In der ersten schleife ermittle ich die IP bis zur Stelle, wo die eigene von allen Rechnern hinkommt...
In der zweiten schleife gehe ich alle IP durch und schaue, ob sie ansprechbar sind!

1. Kann mr einer sagen, für was die zahlen in der Methode PingICMP.ping(String, int, int) stehen? Was bewirken die???
2. beim Durchgehen der Schleife meint er, dass alle IP "anpingbar" sind! Wie kann das sein? Ich hab nur *.2 und *.4 im netzwerk hier...


----------



## Dante (21. Jan 2006)

jedes subnetz hat eine broadcast-adresse (x.x.x.255), wenn man die anpingt sollten alle rechner im subnetz antworten, klappt unter *nix zB. mit ping x.x.x.255 -b


----------



## stiewen (25. Jan 2006)

Hat den jemand noch eine andere Lösung, als die, die ich genannt habe oder wie muss ich meine Lösung noch verändern, dass sie funktioniert... 
Ich will nur die IP haben, die im Netzwerk vergeben sind ... 

THX


----------



## Murray (25. Jan 2006)

PingICMP ist ja keine Standard-Library, da kann man erstmal nur raten (oder googeln). Meinst Du estadisticas.icmp.PingICMP?

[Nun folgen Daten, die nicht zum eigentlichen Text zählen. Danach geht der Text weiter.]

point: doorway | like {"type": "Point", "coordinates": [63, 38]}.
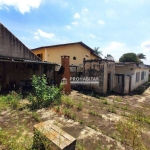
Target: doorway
{"type": "Point", "coordinates": [108, 81]}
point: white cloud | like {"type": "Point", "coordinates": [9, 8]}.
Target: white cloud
{"type": "Point", "coordinates": [146, 46]}
{"type": "Point", "coordinates": [21, 5]}
{"type": "Point", "coordinates": [101, 22]}
{"type": "Point", "coordinates": [116, 49]}
{"type": "Point", "coordinates": [84, 10]}
{"type": "Point", "coordinates": [92, 36]}
{"type": "Point", "coordinates": [68, 27]}
{"type": "Point", "coordinates": [43, 34]}
{"type": "Point", "coordinates": [112, 14]}
{"type": "Point", "coordinates": [146, 51]}
{"type": "Point", "coordinates": [76, 16]}
{"type": "Point", "coordinates": [74, 23]}
{"type": "Point", "coordinates": [36, 37]}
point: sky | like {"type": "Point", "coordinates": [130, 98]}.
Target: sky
{"type": "Point", "coordinates": [115, 26]}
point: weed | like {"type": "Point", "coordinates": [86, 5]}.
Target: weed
{"type": "Point", "coordinates": [67, 101]}
{"type": "Point", "coordinates": [45, 95]}
{"type": "Point", "coordinates": [80, 146]}
{"type": "Point", "coordinates": [66, 112]}
{"type": "Point", "coordinates": [69, 115]}
{"type": "Point", "coordinates": [79, 106]}
{"type": "Point", "coordinates": [36, 116]}
{"type": "Point", "coordinates": [95, 113]}
{"type": "Point", "coordinates": [118, 99]}
{"type": "Point", "coordinates": [112, 110]}
{"type": "Point", "coordinates": [19, 140]}
{"type": "Point", "coordinates": [90, 104]}
{"type": "Point", "coordinates": [105, 102]}
{"type": "Point", "coordinates": [80, 121]}
{"type": "Point", "coordinates": [130, 134]}
{"type": "Point", "coordinates": [57, 108]}
{"type": "Point", "coordinates": [102, 98]}
{"type": "Point", "coordinates": [93, 127]}
{"type": "Point", "coordinates": [115, 105]}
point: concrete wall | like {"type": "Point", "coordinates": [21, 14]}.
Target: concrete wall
{"type": "Point", "coordinates": [10, 46]}
{"type": "Point", "coordinates": [13, 73]}
{"type": "Point", "coordinates": [135, 84]}
{"type": "Point", "coordinates": [53, 54]}
{"type": "Point", "coordinates": [122, 83]}
{"type": "Point", "coordinates": [130, 69]}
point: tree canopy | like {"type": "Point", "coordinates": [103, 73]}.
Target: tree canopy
{"type": "Point", "coordinates": [132, 57]}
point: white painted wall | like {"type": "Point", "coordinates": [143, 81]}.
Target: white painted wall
{"type": "Point", "coordinates": [135, 84]}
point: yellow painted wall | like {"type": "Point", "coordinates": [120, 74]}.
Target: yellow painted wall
{"type": "Point", "coordinates": [39, 51]}
{"type": "Point", "coordinates": [75, 50]}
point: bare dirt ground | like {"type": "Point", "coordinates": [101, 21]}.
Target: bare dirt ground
{"type": "Point", "coordinates": [94, 123]}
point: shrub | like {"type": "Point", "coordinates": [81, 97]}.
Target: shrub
{"type": "Point", "coordinates": [13, 99]}
{"type": "Point", "coordinates": [67, 101]}
{"type": "Point", "coordinates": [44, 94]}
{"type": "Point", "coordinates": [130, 134]}
{"type": "Point", "coordinates": [79, 106]}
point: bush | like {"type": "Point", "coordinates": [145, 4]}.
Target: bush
{"type": "Point", "coordinates": [13, 99]}
{"type": "Point", "coordinates": [44, 94]}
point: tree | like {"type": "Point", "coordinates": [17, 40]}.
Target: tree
{"type": "Point", "coordinates": [129, 57]}
{"type": "Point", "coordinates": [96, 49]}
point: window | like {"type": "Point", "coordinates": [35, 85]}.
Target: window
{"type": "Point", "coordinates": [142, 75]}
{"type": "Point", "coordinates": [137, 76]}
{"type": "Point", "coordinates": [40, 55]}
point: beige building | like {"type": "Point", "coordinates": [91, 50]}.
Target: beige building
{"type": "Point", "coordinates": [77, 51]}
{"type": "Point", "coordinates": [130, 76]}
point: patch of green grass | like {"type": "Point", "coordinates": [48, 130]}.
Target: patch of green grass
{"type": "Point", "coordinates": [67, 101]}
{"type": "Point", "coordinates": [69, 114]}
{"type": "Point", "coordinates": [80, 121]}
{"type": "Point", "coordinates": [118, 99]}
{"type": "Point", "coordinates": [79, 106]}
{"type": "Point", "coordinates": [94, 113]}
{"type": "Point", "coordinates": [16, 140]}
{"type": "Point", "coordinates": [80, 146]}
{"type": "Point", "coordinates": [106, 102]}
{"type": "Point", "coordinates": [102, 98]}
{"type": "Point", "coordinates": [36, 116]}
{"type": "Point", "coordinates": [112, 110]}
{"type": "Point", "coordinates": [93, 127]}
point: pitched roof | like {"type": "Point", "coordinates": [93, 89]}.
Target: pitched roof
{"type": "Point", "coordinates": [81, 43]}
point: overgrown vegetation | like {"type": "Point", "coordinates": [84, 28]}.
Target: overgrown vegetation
{"type": "Point", "coordinates": [43, 95]}
{"type": "Point", "coordinates": [130, 134]}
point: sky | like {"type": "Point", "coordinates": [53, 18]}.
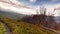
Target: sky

In diesem Fall kehrt ping schon zurück, wenn es gelungen ist, das Paket erfolgreich zu versenden; das ist noch keine Garantie dafür, dass auch auch eine Antwort kommt. Um auf eine Antwort zu warten, braucht man die pong-Methode, die aber blockiert, so dass man sie in einen getrennten Thread aufrufen muss, wenn das Programm nicht endlos warten soll.


----------



## AlArenal (25. Jan 2006)

Anmerkung:

Nicht jeder Rechner antwortet auf Ping....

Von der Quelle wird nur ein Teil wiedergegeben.